The record is silent.
I think it was because he accurately perceived that he could make much more money much more quickly with much less effort by riding the tiger of movement conservatism. At that point, a bachelor’s degree became irrelevant.
Steeplejack
@WaterGirl:
So what exactly is your margarita recipe? Just belatedly realized that you didn’t say, unless you were agreeing with Gogol’s Wife except for the Rose’s lime juice.
NotMax
@Steeplejack
I know that wasn’t asked of me, but thought maybe this thread was defunct so a short while ago put up the old classic recipe here.
Steeplejack
@NotMax:
Yeah, I caught that. I’m in serious research mode. Key question now is what blend of fresh lime juice and simple syrup substitutes for Rose’s “lime juice.”

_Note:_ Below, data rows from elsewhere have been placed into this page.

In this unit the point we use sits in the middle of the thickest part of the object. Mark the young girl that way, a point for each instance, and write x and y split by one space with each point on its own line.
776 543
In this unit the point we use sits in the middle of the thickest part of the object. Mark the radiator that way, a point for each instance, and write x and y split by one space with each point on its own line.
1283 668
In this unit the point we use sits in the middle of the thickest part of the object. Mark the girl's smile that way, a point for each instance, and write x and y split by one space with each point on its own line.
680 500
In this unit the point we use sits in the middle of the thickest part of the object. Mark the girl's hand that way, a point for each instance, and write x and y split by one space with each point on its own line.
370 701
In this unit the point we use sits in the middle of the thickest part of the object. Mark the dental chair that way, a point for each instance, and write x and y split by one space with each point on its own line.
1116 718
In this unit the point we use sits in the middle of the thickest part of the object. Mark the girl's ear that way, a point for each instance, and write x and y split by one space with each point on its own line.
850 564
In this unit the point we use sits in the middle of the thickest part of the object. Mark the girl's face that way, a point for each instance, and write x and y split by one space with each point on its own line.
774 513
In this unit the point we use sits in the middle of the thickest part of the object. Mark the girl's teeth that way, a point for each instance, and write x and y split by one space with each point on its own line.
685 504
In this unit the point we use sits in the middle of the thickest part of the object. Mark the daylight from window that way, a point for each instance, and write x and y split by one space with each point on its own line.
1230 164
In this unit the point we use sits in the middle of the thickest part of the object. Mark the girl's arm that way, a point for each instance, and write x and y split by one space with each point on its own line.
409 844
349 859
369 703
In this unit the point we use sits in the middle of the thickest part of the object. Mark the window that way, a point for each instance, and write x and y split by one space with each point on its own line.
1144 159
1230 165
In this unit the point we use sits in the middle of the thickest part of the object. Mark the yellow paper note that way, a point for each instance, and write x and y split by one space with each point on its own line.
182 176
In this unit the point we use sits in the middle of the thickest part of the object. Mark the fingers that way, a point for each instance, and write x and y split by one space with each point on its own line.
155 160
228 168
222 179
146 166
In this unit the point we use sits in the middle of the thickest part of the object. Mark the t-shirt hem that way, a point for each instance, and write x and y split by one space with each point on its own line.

ETA: Although I see you’re going with straight lime juice and no simple syrup at all.
NotMax
@Steeplejack
The Triple Sec provides the touch of sweetness.
Recipe, BTW, is from a pocket-sized booklet obtained from the Angostura Bitters company many years ago. Have found it invaluable as a go-to for traditional unadorned bartender mixology.
Steeplejack (tablet)
@NotMax:
Cool. My go-to “non-drinking” drink is a dash or two of bitters in club soda. Tastes good and has some color, so you don’t get the stupid “Aren’t you drinking?” questions.
gogol's wife
@Steeplejack:
I think I gave it to you wrong — it should probably be 5 parts tequila, 3 parts lime juice, 2 parts triple sec or cointreau. That’s strong enough!
ETA: I tried fresh-squeezed lime juice once and hated it. YMMV
WaterGirl
@gogol’s wife: I’m gonna guess that when you tried it, you didn’t add enough sugar. I haven’t looked at a Rose’s lime juice bottle in years, but I’m guessing the sugar content is really high and that you never dreamed of adding that much sugar.
In my twenties, I had a friend who made the absolute best fried potatoes. I kept trying to make them and they were never as good as his, not even close. I even started cutting my potatoes in the same shape he did – little squares – but even that didn’t do it. So I watched carefully next time he made them.
Holy cow-ski, did he use a lot of butter. I mean, way more butter than I could ever think of using in a million years. No wonder his potatoes tasted so good!